The Harvard police department is also accountable for the poor state of campus security which allows goons to victimize students. Although the new HUPD substation in Weld Hall is a positive improvement, police must do more to protect students. Police officers must patrol the streets much more vigilantly. The increased presence of police cruisers will deter criminals and make students feel more secure. Further, the Harvard police should constantly be on community patrols during the night. The patrols will be most effective if the police officers are on foot, bicycle or motorcycle. Harvard cops sitting in their patrol cars aren't much use to potential crime victims.

Yet the University, no matter how diligent, cannot make the campus completely safe. One of the most significant precautions students can take is to avoid walking alone after dark. We realize that this is difficult for students with busy schedules, who often have organization meetings, study sessions or rehearsals until late at night. However, students should walk with a companion as much as possible. Also, the escort service and the SafetyWalk program are available. Although it may be an inconvenience to wait for an escort shuttle or a SafetyWalk volunteer, students should not hesitate to take advantage of these services, even if it is relatively early in the evening. The assault and attempted rape which occurred near Adams House two weeks ago took place at only 10:45 p.m. Not walking alone is one of the best ways to avoid becoming a victim of violent crime.

Another simple but often overlooked safety precaution is to keep suite doors locked at all times. This is the one sure way to keep criminals from breaking in and stealing valuables. Furthermore, most thefts which happen in the houses probably occur when fellow students take advantage of unlocked doors.

In addition to these basic measures, students can also enroll in programs such as Rape Agression Defense to learn self-defense tactics. Students should not hesitate to report suspicious activity or suspicious people to the police. Although students should not become paranoid, they should be especially wary. We are encouraged that so many students called the police or actively tried to intervene when they heard the student who was recently assaulted outside Adams House screaming for help.

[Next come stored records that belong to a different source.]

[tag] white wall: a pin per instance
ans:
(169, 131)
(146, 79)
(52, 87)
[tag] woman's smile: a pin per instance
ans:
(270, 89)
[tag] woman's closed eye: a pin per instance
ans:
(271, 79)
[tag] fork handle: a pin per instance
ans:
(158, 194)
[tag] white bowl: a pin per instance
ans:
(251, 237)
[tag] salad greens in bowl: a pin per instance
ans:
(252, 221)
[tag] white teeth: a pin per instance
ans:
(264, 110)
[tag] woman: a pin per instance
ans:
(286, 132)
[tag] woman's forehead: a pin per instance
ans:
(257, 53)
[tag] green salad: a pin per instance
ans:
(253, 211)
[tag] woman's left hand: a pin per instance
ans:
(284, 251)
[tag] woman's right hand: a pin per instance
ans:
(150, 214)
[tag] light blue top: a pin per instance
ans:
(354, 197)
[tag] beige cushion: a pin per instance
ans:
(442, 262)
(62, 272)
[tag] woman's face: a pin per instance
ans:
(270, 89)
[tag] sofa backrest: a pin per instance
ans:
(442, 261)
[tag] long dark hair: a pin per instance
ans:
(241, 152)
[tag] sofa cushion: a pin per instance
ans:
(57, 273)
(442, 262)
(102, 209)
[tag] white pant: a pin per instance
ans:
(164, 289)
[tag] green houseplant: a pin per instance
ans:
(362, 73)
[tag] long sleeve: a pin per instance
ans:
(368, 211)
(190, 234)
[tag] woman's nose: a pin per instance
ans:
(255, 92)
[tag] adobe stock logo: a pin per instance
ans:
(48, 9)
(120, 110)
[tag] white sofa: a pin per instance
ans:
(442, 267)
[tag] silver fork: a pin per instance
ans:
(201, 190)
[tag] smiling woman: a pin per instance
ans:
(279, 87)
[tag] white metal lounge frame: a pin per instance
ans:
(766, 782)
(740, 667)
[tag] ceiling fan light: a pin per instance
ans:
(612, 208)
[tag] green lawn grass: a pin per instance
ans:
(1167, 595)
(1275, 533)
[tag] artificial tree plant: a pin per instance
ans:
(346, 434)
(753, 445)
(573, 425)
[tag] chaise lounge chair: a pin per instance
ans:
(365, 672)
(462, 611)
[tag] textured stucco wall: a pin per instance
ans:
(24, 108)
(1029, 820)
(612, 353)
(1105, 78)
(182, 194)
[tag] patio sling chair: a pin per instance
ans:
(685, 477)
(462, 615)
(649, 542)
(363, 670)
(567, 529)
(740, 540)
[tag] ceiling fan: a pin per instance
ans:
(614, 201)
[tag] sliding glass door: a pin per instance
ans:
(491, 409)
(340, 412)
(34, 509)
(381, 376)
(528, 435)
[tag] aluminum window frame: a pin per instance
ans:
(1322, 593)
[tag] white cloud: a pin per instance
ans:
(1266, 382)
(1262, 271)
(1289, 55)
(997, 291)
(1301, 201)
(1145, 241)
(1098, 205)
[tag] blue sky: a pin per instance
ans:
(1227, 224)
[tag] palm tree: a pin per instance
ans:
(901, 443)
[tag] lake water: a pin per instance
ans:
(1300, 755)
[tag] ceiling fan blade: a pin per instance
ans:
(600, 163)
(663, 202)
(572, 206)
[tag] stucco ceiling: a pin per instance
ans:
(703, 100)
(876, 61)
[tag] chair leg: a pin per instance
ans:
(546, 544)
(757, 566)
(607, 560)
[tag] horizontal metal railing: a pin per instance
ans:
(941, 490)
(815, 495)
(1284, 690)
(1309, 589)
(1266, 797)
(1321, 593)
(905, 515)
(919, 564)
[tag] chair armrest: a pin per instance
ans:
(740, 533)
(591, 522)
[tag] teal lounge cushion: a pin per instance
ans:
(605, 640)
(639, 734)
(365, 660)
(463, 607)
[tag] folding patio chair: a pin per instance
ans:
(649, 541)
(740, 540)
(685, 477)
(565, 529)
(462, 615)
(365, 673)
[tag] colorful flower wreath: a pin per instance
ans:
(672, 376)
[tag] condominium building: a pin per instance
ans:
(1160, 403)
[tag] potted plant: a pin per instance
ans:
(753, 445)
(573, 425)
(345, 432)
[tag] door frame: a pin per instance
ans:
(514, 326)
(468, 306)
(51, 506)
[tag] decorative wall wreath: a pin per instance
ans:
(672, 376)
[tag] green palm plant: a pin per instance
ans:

The lure of a safe college town may have encouraged some students to choose Harvard over colleges located in bustling cities or notorious high-crime areas. Yet Harvard is not the safe campus it appears to be, and students must remember to take precautions. Still, we must hold the University responsible for not improving campus security. We would like to see the administration spell out a comprehensive program to improve campus security which includes better lighting and increased police patrols.